Безрассудный страх сидел в нем до сих пор. Они с Лили, казалось бы, пришли к пониманию, но в чем оно? Он сказал, что любит ее, но правда ли это? Да, он беспрестанно думал о ней. Это любовь? С нею он чувствовал себя счастливым. Это и есть любовь?
Дэвон остановился и, прислонившись к стене рядом с парадным портретом своей прабабки, нащупал рукой в кармане письмо от маркизы Фроум. Ее светлость извещала его о том, что никогда не слыхала о Лили Траблфилд и уж тем более не нанимала ее к себе в служанки. Она с прискорбием вынуждена признать, что по нынешним временам очень трудно стало находить честных слуг, с каждым годом положение становится все хуже и хуже, очевидно, и лорд Сэндаун стал жертвой обмана. Под конец маркиза выражала надежду, что обман не пошел дальше фальшивой рекомендации и что мисс Траблфилд ничего у него не украла, кроме доверия.

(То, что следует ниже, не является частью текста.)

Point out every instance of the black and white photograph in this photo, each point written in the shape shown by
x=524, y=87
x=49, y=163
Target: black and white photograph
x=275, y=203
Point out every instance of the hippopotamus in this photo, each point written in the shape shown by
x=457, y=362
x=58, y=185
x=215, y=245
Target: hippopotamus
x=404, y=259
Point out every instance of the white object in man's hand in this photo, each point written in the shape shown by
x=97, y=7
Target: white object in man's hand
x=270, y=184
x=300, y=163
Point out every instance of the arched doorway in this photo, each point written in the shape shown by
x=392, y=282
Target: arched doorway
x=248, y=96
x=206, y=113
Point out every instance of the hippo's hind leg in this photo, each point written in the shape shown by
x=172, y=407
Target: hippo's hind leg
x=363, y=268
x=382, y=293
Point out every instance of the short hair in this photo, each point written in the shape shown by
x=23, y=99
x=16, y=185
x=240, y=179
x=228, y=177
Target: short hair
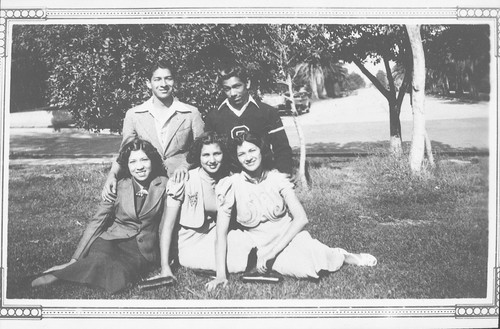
x=260, y=142
x=230, y=71
x=140, y=144
x=208, y=138
x=161, y=64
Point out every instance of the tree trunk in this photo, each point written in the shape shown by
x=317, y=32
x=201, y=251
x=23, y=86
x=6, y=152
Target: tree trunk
x=302, y=155
x=418, y=144
x=394, y=106
x=395, y=127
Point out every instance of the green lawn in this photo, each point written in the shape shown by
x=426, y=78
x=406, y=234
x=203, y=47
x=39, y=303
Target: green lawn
x=430, y=234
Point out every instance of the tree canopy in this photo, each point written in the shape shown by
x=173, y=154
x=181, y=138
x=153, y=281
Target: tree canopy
x=98, y=71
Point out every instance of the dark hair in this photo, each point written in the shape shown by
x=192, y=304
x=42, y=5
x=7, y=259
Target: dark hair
x=151, y=152
x=208, y=138
x=260, y=142
x=229, y=71
x=161, y=64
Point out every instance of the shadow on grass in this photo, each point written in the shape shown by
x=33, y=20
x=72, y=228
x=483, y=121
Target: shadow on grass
x=378, y=147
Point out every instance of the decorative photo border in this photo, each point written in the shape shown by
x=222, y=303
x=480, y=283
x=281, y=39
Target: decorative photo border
x=366, y=309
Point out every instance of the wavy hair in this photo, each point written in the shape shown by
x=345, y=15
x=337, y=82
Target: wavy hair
x=161, y=64
x=208, y=138
x=140, y=144
x=260, y=142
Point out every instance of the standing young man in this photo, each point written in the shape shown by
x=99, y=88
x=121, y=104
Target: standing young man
x=241, y=113
x=165, y=122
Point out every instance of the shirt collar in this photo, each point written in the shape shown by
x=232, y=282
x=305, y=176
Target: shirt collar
x=243, y=108
x=176, y=106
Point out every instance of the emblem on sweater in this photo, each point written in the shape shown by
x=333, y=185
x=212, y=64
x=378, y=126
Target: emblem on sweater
x=239, y=130
x=193, y=199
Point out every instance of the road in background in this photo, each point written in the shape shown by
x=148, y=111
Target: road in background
x=357, y=122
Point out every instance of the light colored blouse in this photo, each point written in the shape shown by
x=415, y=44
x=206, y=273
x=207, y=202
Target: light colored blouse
x=255, y=201
x=196, y=197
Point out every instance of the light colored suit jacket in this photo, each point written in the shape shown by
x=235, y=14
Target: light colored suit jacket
x=186, y=125
x=118, y=220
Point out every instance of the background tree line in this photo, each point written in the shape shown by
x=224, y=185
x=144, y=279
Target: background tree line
x=97, y=72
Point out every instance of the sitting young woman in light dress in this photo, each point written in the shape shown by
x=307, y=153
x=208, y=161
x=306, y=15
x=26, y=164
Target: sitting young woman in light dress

Удивительно было лишь то, что письмо его ничуть не удивило. Дэвон с самого начала знал, что Лили выдает себя за другую. Его это не волновало, ведь его интерес к Лили был вполне определенным и строго ограниченным: все, чего он хотел, это соблазнить ее. А потом он просто позабыл обо всем: забыл про фальшивый ирландский акцент, которым она воспользовалась, чтобы получить место, про то, что она слишком хорошо образована и воспитана, чтобы быть простой служанкой, про то, как упорно она уклонялась от расспросов о своем прошлом, прибегая иногда к откровенной лжи. И теперь ему казалось по меньшей мере забавным, что она требует от него полной откровенности (“Я – это я, Лили, я никогда не причиню тебе зла!”) и в то же время сама явно чего-то недоговаривает.